This is a multi-container Slurm cluster using docker-compose. The compose file creates named volumes for persistent storage of MySQL data files as well as Slurm state and log directories.
The compose file will run the following containers:
- mysql
- slurmdbd
- slurmctld
- compute1 (slurmd)
- compute2 (slurmd)
The compose file will create the following named volumes:
- etc_munge ( -> /etc/munge )
- etc_slurm ( -> /etc/slurm )
- slurm_jobdir ( -> /data )
- var_lib_mysql ( -> /var/lib/mysql )
- var_lib_mysql2 ( -> /var/lib/mysql2 )
- var_log_slurm ( -> /var/log/slurm )
Build the image locally:
docker build -t slurm-docker-cluster:20.02.4 .
Build a different version of Slurm using Docker build args and the Slurm Git tag:
docker build --build-arg SLURM_TAG="slurm-19-05-2-1" -t slurm-docker-cluster:19.05.2 .
Note: You will need to update the container image version in docker-compose.yml.
Run docker-compose
to instantiate the cluster:
docker-compose up -d
To register the cluster to the slurmdbd daemon, run the register_cluster.sh
script:
./register_cluster.sh
Note: You may have to wait a few seconds for the cluster daemons to become ready before registering the cluster. Otherwise, you may get an error such as sacctmgr: error: Problem talking to the database: Connection refused.
You can check the status of the cluster by viewing the logs:
docker-compose logs -f
To add users to slurm, so that they can submit jobs, update and run the addusers.sh
script:
./addusers.sh
Note: You must ensure any new user added to the slurm database already exists in the docker image. This is currently being done through the Dockerfile.

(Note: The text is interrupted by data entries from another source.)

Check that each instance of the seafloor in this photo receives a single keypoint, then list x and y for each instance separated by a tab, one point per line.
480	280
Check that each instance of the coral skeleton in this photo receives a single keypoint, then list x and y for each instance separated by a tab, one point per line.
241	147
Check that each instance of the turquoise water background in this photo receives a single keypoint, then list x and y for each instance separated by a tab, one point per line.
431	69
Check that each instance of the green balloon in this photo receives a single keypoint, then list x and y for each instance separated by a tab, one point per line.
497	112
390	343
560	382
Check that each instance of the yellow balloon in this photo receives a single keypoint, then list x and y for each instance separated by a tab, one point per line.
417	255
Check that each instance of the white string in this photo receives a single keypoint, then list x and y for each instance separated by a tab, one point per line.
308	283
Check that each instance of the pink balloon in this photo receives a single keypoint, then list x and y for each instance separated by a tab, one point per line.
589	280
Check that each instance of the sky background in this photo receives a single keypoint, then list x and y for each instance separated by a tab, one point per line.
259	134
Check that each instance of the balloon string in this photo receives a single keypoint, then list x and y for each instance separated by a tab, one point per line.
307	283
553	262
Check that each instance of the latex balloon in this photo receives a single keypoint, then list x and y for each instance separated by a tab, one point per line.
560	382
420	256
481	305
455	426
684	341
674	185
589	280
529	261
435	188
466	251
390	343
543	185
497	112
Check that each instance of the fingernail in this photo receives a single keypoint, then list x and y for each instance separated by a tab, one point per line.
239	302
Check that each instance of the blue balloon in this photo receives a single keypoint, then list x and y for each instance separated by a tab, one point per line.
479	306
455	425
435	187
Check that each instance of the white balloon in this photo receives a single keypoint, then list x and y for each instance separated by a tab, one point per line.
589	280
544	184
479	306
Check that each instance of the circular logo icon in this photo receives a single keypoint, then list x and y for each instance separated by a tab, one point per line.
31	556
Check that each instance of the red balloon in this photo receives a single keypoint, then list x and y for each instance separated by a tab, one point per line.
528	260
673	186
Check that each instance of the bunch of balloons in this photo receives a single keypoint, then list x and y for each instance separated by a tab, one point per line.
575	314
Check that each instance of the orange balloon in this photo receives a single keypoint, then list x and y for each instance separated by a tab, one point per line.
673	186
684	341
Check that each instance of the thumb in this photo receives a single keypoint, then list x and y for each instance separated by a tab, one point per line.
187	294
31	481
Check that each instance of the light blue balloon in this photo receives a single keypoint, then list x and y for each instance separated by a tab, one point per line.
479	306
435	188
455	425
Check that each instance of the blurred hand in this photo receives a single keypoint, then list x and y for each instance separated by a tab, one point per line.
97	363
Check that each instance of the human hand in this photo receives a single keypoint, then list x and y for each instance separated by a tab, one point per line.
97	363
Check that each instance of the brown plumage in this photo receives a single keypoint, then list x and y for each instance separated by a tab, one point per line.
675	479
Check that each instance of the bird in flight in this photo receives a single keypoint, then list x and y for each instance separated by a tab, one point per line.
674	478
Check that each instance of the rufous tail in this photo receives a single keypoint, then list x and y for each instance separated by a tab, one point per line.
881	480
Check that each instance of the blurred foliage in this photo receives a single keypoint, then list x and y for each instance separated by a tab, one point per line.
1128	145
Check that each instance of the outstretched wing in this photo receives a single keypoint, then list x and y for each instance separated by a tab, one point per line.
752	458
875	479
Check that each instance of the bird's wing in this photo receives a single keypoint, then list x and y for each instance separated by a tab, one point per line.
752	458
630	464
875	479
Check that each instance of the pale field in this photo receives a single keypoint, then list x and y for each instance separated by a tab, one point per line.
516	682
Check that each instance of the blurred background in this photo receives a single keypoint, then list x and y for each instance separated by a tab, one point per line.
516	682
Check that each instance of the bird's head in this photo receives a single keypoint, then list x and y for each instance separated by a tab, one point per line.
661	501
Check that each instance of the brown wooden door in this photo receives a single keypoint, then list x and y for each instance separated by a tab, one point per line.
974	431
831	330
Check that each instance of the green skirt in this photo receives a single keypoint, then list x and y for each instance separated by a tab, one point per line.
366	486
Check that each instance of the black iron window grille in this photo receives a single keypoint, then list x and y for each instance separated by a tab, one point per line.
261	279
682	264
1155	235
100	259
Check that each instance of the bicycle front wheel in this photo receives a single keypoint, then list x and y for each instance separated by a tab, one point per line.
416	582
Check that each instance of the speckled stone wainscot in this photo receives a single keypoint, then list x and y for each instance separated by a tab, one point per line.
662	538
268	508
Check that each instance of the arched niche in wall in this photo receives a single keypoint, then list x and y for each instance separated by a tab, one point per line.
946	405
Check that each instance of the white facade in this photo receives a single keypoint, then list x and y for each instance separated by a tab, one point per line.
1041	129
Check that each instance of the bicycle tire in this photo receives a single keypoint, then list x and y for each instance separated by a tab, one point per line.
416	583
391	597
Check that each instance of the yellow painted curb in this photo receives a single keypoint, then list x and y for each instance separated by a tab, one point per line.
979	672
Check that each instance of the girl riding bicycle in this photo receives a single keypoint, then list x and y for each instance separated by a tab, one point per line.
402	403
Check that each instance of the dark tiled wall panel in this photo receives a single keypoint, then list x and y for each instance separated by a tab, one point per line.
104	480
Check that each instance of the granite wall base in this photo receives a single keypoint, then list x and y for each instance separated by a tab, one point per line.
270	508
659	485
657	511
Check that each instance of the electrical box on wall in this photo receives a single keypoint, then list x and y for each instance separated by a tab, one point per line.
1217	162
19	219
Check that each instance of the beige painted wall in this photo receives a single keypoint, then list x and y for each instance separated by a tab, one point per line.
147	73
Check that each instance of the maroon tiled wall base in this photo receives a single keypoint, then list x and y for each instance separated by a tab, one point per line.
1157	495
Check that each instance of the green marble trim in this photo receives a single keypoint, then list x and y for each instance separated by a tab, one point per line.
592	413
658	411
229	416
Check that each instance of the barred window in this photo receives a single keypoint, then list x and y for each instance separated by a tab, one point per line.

To install environment modules, run the script envmod.sh
. This will install tcl and environment
modules in /data
To install Lmod run the script lmod.sh
. This will install lmod in /data and put necessary
files in /usr/local, /usr/include and /etc/profile.d on the 'login' and compute nodes.
./envmod.sh
Note: There is an example module file in MPI_Examples. The tcl/lua files need to be placed under /data/modulefiles//
To move source code into the cluster, run the codes_from_source.sh
script. This moves
the folder in MPI_Examples into the container under /data, which is mounted on the 'login'
as well as compute nodes. The default setting is to assign ownership of the folder to root,
however, you can pass an argument to override that
./codes_from_source.sh user1
To install xalt2, run the script xalt2.sh
. This will source and install xalt2 v2.9.8 as well
as create a tcl modulefile for it under /data, that needs to be moved to an appropriate location.
./xalt2.sh
Alternatively, you can target a custom xalt repository/branch/version
./xalt2.sh https://github.com/adityakavalur/xalt.git userjsonindex SCRATCH
Use docker exec
to run a bash shell on the controller container:
docker exec -it slurmctld bash
From the shell, execute slurm commands, for example:
[root@slurmctld /]# su user1
[user1@slurmctld /]$ sinfo
PARTITION AVAIL TIMELIMIT NODES STATE NODELIST
normal* up 5-00:00:00 2 idle compute[1-2]
The slurm_jobdir
named volume is mounted on each Slurm container as /data
.
Therefore, in order to see job output files while on the controller, change to
the /data
directory when on the slurmctld container and then submit a job:
[root@slurmctld /]# su user1
[user1@slurmctld /]$ cd /data/MPI_Examples/
[user1@slurmctld MPI_Examples]$ sbatch job_hello_world.sh
Submitted batch job 2
[user1@slurmctld MPI_Examples]$ cat slurm-2.out
Hello world from processor compute2, rank 2 out of 4 processors
Hello world from processor compute1, rank 1 out of 4 processors
Hello world from processor compute2, rank 3 out of 4 processors
Hello world from processor compute1, rank 0 out of 4 processors
[user1@slurmctld MPI_Examples]$ sbatch job_hello_world_python.sh
Submitted batch job 3
[user1@slurmctld MPI_Examples]$ cat slurm-3.out
Hello, World! I am process 2 of 4 on compute2.
Hello, World! I am process 0 of 4 on compute1.
Hello, World! I am process 3 of 4 on compute2.
Hello, World! I am process 1 of 4 on compute1.
docker-compose stop
docker-compose start
To remove all containers, volumes and images, run:
docker-compose stop
docker-compose rm -f
docker volume rm slurm-docker-cluster_etc_munge slurm-docker-cluster_etc_slurm slurm-docker-cluster_slurm_jobdir slurm-docker-cluster_var_lib_mysql slurm-docker-cluster_var_lib_mysql2 slurm-docker-cluster_var_log_slurm
docker rmi slurm-docker-cluster:20.02.4 mysql:5.7
Note: In the last step step substitute the tag you used, if not using the default.